Se introdujo en el pabellón en el que la reina, sola, de­rramaba en silencio lágrimas de impotencia. Sigilosa­mente, Shanyrria se acercó a la llorosa Lydi'aleera y, con un rápido y fluido movimiento, desenvainó su espada y apoyó la punta contra la garganta de la reina.

—Lydi'aleera Amarilis, te declaro falsa reina de Siempre Unidos, y te acuso de cobarde, mentirosa, ramera y asesina de mi padre, Adamar Alenuath, y de mi medio hermano, Rhenalyrr.

—Yo no sabía... —musitó la reina, levantando la vista hacia la temible rapsoda de la espada como un ratón que contempla las garras de un mochuelo que se abate sobre él.

—Sí lo sabías —la interrumpió Shanyrria con vehe­mencia—. ¡Sabías que Rhenalyrr no era hijo de Zaor, pero guardaste silencio mientras se sometía a la prueba de la hoja de luna! Tenías que saber que no sobreviviría.

—Era un joven elfo noble y valiente —insistió la reina—. Había una oportunidad de que lo lograra. ¡Y si las hojas de luna son la única medida, un Amarilis es tan digno de ser rey como un Flor de Luna!

—Se dice que sólo aquellos que merecen reinar pueden tocar la espada de Zaor —dijo Shanyrria, mirando a la reina con ojos entrecerrados—. Muy bien, veamos si es cierto.

Rápidamente apartó la espada y se sacó una daga del cinto. Con una mano agarró un mechón de pelo de Ly­di'aleera y la obligó a ponerse de pie tirando de él. Enton­ces, rodeó con firmeza un hombro de la reina con un brazo y apretó con fuerza la daga contra sus costillas.
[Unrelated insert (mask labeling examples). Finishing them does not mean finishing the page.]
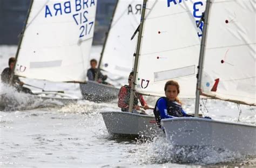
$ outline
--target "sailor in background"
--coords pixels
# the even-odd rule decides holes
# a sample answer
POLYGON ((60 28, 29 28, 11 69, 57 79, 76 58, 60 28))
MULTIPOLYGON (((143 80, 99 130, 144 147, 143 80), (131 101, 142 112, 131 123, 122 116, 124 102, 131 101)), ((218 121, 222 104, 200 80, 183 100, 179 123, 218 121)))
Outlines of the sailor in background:
POLYGON ((10 81, 11 73, 14 71, 15 62, 15 58, 11 57, 9 58, 8 62, 9 67, 4 68, 1 74, 2 82, 6 85, 10 85, 15 87, 18 92, 32 94, 30 89, 23 87, 24 83, 21 81, 17 76, 14 75, 12 81, 10 81))
MULTIPOLYGON (((131 95, 131 88, 133 80, 133 72, 130 73, 128 78, 129 85, 125 85, 121 87, 118 94, 118 107, 121 108, 122 111, 128 111, 129 108, 130 96, 131 95)), ((139 100, 140 104, 143 106, 145 110, 149 109, 146 101, 143 99, 142 95, 136 93, 133 100, 133 112, 140 110, 140 108, 138 105, 139 100)))
MULTIPOLYGON (((94 81, 95 80, 95 76, 96 76, 98 71, 99 69, 96 67, 97 66, 97 60, 95 59, 91 60, 90 61, 91 65, 91 68, 89 69, 87 71, 87 77, 88 77, 89 80, 94 81)), ((102 83, 103 84, 107 84, 107 83, 105 82, 107 78, 107 75, 104 75, 100 72, 99 72, 98 77, 98 82, 99 83, 102 83)))

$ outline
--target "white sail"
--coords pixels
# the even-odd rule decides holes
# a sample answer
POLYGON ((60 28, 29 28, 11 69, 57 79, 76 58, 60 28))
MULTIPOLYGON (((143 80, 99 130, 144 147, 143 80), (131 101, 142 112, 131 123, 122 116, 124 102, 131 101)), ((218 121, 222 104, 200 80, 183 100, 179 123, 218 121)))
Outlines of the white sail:
POLYGON ((51 81, 84 82, 96 0, 34 0, 15 74, 51 81))
POLYGON ((126 78, 133 66, 138 37, 135 36, 132 40, 131 38, 140 23, 142 1, 119 0, 116 8, 101 68, 126 78))
POLYGON ((202 77, 203 94, 256 105, 255 6, 254 0, 212 1, 202 77))
POLYGON ((205 1, 147 2, 137 91, 164 95, 166 82, 174 80, 180 86, 179 97, 196 97, 202 32, 196 23, 204 11, 205 3, 205 1))

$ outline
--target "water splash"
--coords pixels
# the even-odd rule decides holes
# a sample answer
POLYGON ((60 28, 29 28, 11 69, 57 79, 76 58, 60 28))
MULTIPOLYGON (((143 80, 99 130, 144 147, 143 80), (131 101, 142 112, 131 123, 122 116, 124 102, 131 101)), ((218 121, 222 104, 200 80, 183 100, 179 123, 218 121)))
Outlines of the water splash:
POLYGON ((253 165, 254 157, 214 146, 176 146, 165 137, 144 143, 138 142, 131 157, 139 165, 185 164, 189 165, 253 165))
POLYGON ((31 109, 41 107, 63 106, 51 99, 43 100, 36 96, 18 92, 15 88, 0 83, 0 109, 4 111, 31 109))

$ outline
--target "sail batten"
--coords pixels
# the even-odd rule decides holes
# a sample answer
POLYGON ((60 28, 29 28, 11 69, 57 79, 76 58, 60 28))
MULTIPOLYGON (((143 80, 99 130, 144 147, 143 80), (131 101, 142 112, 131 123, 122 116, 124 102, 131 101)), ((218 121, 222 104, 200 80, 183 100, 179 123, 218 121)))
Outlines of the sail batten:
POLYGON ((132 69, 137 38, 130 39, 139 25, 142 10, 142 1, 117 1, 103 53, 101 68, 118 76, 129 75, 132 69))

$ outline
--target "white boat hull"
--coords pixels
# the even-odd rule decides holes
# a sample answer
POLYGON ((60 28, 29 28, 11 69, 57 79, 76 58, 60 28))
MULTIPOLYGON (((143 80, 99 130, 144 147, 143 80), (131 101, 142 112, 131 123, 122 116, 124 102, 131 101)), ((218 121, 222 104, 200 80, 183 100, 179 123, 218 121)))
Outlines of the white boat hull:
POLYGON ((161 123, 174 145, 211 146, 256 155, 256 126, 196 117, 164 119, 161 123))
POLYGON ((80 84, 83 98, 96 102, 109 102, 117 99, 119 89, 107 85, 89 81, 80 84))
POLYGON ((163 135, 154 116, 122 111, 101 113, 109 133, 112 135, 153 137, 163 135))

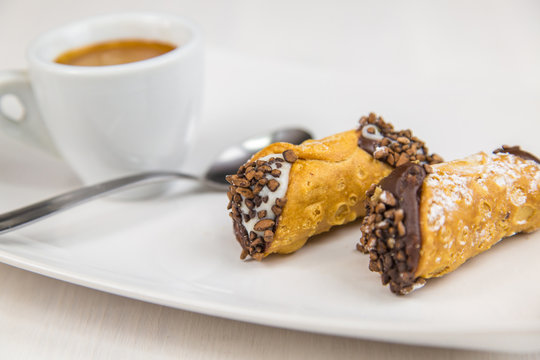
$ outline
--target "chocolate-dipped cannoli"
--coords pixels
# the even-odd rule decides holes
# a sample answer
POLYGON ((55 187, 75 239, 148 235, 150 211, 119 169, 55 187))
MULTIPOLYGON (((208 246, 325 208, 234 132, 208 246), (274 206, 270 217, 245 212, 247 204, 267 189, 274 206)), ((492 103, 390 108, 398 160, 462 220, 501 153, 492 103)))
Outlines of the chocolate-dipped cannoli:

—Os acompaño en el sentimiento, mi reina —dijo la rapsoda de la espada con voz cargada de ironía—, y os lle­varé allí adonde debéis ir.

—¿Qué vas a hacer? —inquirió Lydi'aleera, tratando de desasirse, pero Shanyrria era fuerte y la aguantaba con fir­meza.

—No más de lo que tú le hiciste a mi hermano. Desen­vainarás la espada de Zaor para demostrar si eres digna de reinar en Siempre Unidos. ¡Eres una Amarilis, por lo que tus posibilidades son tan buenas como las de Rhenalyrr!

—¡No lo haré! —exclamó Lydi'aleera con voz ahogada.

—Sí lo harás. Si no, proclamaré ante todo Siempre Unidos lo que has hecho. Zaor te repudiará, y tú y todo tu clan quedaréis deshonrados. O, si lo prefieres, te mato ahora y después hablo.